27 May 2015 4 min. read

Digitisation is expected to put pressure on the used car market in the UK in the coming years, research by Strategy& shows. As digitisation is allowing car buyers to consult increased amounts of information on possible car targets and compare prices as a result of improved transparency, used car providers should embrace this trend and move online to avoid losing out on precious customers, the consulting firm stresses.

Strategy consulting firm Strategy&, member of the PwC network of firms, recently released new research into the used car market in the UK. In its report, titled ‘The future of the UK used car market - Trends and opportunities’, the firm recognises intensified competition for used car providers as digitisation boosts price transparency and squeezes margins.

Average car age in the UK

In the past years, the UK car market has grown gradually from 30.1 million in 2009 to 30.9 million in 2013, with an expectancy of 31.1 million for 2014 and 31.4 million for 2015. Although the overall number of cars on the road in the UK remains essentially stable, the mix of cars is changing, Strategy& explains.

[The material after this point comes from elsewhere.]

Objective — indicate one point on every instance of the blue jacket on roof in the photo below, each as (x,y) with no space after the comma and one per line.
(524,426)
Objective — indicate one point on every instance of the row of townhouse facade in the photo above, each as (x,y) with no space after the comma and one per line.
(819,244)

As the market is still recovering and people are holding on to their cars longer, cars on the road are becoming older. Since 2006, the average age of cars has moved up from 6.7 years in 2006 to an expected age of 8 years in 2015.

UK used car market
The used car market in the UK, with approximately 7 million cars sold in 2014 - up from 6.8 million in 2013 - is the largest used car market in Europe, and the ratio of used-car to new-car transactions has increased by more than 15% over the past six years.

UK used car supply by source and age

In the UK, the supply of used cars comes from a variety of sources, with private owners accounting for more than 81% of the total, with one-third of these cars traded in to dealers for a new or used car and two-thirds sold to private buyers or directly to dealers. Especially the older cars, 6-8 (59%) and 9+ years (78%), are sold as a non-trade in, while the younger cars, 0-2 years old, are also offered by vehicle manufacturers (27%) and rental companies (13%).

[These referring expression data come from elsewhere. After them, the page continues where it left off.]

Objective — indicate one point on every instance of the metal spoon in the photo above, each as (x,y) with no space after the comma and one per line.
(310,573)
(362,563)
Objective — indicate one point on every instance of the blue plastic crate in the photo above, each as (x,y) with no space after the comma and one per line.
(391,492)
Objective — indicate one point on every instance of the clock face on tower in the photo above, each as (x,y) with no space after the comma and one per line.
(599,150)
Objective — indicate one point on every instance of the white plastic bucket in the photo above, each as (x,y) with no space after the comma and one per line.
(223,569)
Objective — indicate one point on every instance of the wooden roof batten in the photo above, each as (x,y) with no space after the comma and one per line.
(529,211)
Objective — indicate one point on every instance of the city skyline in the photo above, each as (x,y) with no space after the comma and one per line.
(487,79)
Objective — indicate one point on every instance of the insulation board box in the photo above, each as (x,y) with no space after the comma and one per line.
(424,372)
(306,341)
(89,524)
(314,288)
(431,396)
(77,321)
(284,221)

The majority of used cars in the UK are sold to end customers by private owners (39%), franchised dealers (32%), or independent dealers (24%). Franchised dealers account for the most sales in all the car categories below 9 years, with private owners selling the most cars older than 9 years, which account for 38% of all used car sales. A small portion of cars is sold via ‘other’ routes, such as auction houses.

UK used car sales volume by channel and age of car

In its report, the consulting firm also highlights the future of the used car market in the UK and sees several trends that will impact the market. In addition to the changing supply, as a result of the age of cars on the road increasing, the firm sees three additional trends.

The first is the digitalisation, with more and more information to be found online, car buyers can now find loads of information on cars and used cars online and consult this prior to making a purchase or without visiting a dealer, a trend that is boosted by the increased use of mobile devices as 20% of web searches into ‘used cars’ are conducted via a mobile device. The increased amount of information online leads to the second trend of increased transparency, with car buyers able to compare information and prices of cars from different sellers. As the importance of convenience is growing and private car owners are willing to lower their price for more convenient sales processes, more and more will turn to newer online business models to sell their cars.

Relevance of trends on specific business models

Strategy& explains that the trends will make it particularly challenging for channel participants, the franchised dealers, independent dealers, and online buying platforms, which have long depended on lack of transparency to prosper. To be able to survive the trends, players in the car market will need to move online as “digital intermediaries have the opportunity to shape the structure of the industry as their influence grows, accentuating competitive pressures and revealing the disparity between the most efficient buyers and sellers and the laggards.”

The report concludes: “The UK used car market is undergoing important changes, and participants must respond if they are to thrive. A common link among the trends […] is an overall reduction of information asymmetry, which has different impacts based on scale and the importance of that asymmetry for the participant in question. […] These shifts will impact all participants in the used car value chain. However, by understanding the trends and adapting their business accordingly, companies can ensure they are positioned even in a more dynamic used car market.”